I can easily implement a Histo1D case or some sort of functor which is going to Fill my 100 histograms, however when doing this, all entries passing a given selection will be used.
Now, within the selected events i redo a check to strip out events having some matching condition which i call “multiple-candidate” , i do some selection for that and then i fill some histograms only with that events.
I was thinking how one can achieve avoiding to Take the columsn something like that.

For example i was thinking to write up the code in this way :

RDataFrame df( GetTupleFromSomewhere()); 
auto booSelPass = df.Define("selectionPass", "mycut").Take<bool>("selectionPass");
auto rdfEntry = df.Take("_rdfentry"); 
//some other take to tag unique candidates (columnIDEvents ) 
vector<int> _entries_to_skip = GetEntriesIndexesToSkip( booSelPass, rdfEntry , columIDEvents); 
class MyHistoFiller{ 
   MyHistoFiller( vector<int> _entries_to_skip);
  operator( double varFill, int _rdfEntry, RVed<double> weightColumn ) { 
      //check if _rdfEntry is in m_entries_to_skip; 
      //if not 
      for( int i = 0; i < weightColumn->size(); ++i){ 
          _histosBs[i]->Fill( varFill, weightColumn); 
  private : 
    vector<TH1D> _histosBs(100);
} ; 

MyHistoFiller histFilling(_entries_to_skip); 
//book the Histo[100] filling with whatever function can be used ,but using a functor which in the operators decide what do to based on the tagged multiple candidates rdfentry
df.Fill( histFilling, {"variable", "_rdfentry", "WeightVectorColumn"}; 

Of course this is a pseudo code and most likely i need to make a functor which acts on Slots and then merge at the end. But i wonder basically, if triggering the event loop more than once, would keep the _rdfEntry numbering preserved, or if i should expect the order to be scrabled.
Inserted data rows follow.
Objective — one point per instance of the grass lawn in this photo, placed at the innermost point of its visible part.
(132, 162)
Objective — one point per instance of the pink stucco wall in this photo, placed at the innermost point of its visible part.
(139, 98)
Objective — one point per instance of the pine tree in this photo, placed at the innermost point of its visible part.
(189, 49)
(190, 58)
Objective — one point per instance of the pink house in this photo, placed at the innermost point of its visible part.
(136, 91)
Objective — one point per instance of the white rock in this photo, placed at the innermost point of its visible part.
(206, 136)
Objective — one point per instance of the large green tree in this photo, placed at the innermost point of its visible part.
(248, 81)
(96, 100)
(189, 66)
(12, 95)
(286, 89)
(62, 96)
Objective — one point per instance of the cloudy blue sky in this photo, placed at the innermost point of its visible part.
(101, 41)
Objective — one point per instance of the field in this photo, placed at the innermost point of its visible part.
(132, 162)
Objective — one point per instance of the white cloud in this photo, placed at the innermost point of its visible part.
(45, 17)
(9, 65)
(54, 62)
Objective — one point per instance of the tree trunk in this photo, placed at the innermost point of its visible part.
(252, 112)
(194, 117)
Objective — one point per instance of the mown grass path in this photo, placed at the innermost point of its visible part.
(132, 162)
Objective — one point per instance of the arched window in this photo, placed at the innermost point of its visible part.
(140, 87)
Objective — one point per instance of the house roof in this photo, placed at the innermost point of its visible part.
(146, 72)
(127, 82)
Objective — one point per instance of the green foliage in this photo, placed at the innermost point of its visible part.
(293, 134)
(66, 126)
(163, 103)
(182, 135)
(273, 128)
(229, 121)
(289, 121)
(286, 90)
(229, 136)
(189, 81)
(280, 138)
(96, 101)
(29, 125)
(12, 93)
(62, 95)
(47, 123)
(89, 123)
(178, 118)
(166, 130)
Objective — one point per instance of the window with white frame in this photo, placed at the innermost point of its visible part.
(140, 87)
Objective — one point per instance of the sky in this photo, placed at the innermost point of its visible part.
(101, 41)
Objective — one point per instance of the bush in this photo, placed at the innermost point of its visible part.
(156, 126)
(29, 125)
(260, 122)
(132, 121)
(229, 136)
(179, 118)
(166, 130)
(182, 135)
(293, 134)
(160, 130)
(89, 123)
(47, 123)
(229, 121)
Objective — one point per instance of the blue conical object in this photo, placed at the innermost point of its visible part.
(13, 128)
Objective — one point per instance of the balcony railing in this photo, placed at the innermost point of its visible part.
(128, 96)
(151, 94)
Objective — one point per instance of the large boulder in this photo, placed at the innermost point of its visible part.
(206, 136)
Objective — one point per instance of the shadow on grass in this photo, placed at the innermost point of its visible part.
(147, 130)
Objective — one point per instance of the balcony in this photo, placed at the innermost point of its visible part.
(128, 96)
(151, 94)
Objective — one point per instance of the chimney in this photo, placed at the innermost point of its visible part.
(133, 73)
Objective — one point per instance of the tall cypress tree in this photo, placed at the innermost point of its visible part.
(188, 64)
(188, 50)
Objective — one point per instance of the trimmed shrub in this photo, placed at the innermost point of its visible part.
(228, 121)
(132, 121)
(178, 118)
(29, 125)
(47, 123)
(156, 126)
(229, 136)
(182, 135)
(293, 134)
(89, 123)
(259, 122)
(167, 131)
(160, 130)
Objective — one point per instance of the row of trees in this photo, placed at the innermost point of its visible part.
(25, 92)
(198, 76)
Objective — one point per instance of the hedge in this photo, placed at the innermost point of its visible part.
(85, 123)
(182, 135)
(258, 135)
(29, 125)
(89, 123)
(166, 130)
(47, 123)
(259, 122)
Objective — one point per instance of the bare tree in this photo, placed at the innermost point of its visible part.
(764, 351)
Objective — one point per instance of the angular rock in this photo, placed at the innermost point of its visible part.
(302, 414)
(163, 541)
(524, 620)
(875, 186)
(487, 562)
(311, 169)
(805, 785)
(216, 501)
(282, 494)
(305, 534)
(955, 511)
Please read tips for efficient and successful posting and posting code

ROOT Version: Not Provided
Platform: Not Provided
Compiler: Not Provided

Hi Renato,

Association of a given _rdfentry value with a given TTree entry is not stable across multi-thread runs.

Instead of Take-ing booSelPass you should Define it as an RDF column and pass that column to MyHistoFiller's opreator() for each event.


Hi @eguiraud, maybe i explained badly my issue. In practice, in order to identify double candidates and remove them i need to trigger the event loop twice, the first time to get all the unique ids of events, in between tag some to remove, and again to consider only events which passes both the selection and the uniqueness requirement. Therefore i was looking for suggestions on how to best implement it within RDF, possibly triggering event loops twice or even better only once, maybe having a Custom Action doing some filling and at finalization stage cleaning up the returned object?

I still don’t understand why you need to loop twice over the data to not select duplicate events: you can have a stateful (thread-safe) filter expression that remembers which ids it has already seen. That’s to reply to “I was thinking how one can achieve avoiding to Take the columsn something like that.”. Now, depending on the size of the dataset and the number of threads you expect to be running the application on, one thing or the other might be faster.

This topic was automatically closed 14 days after the last reply. New replies are no longer allowed.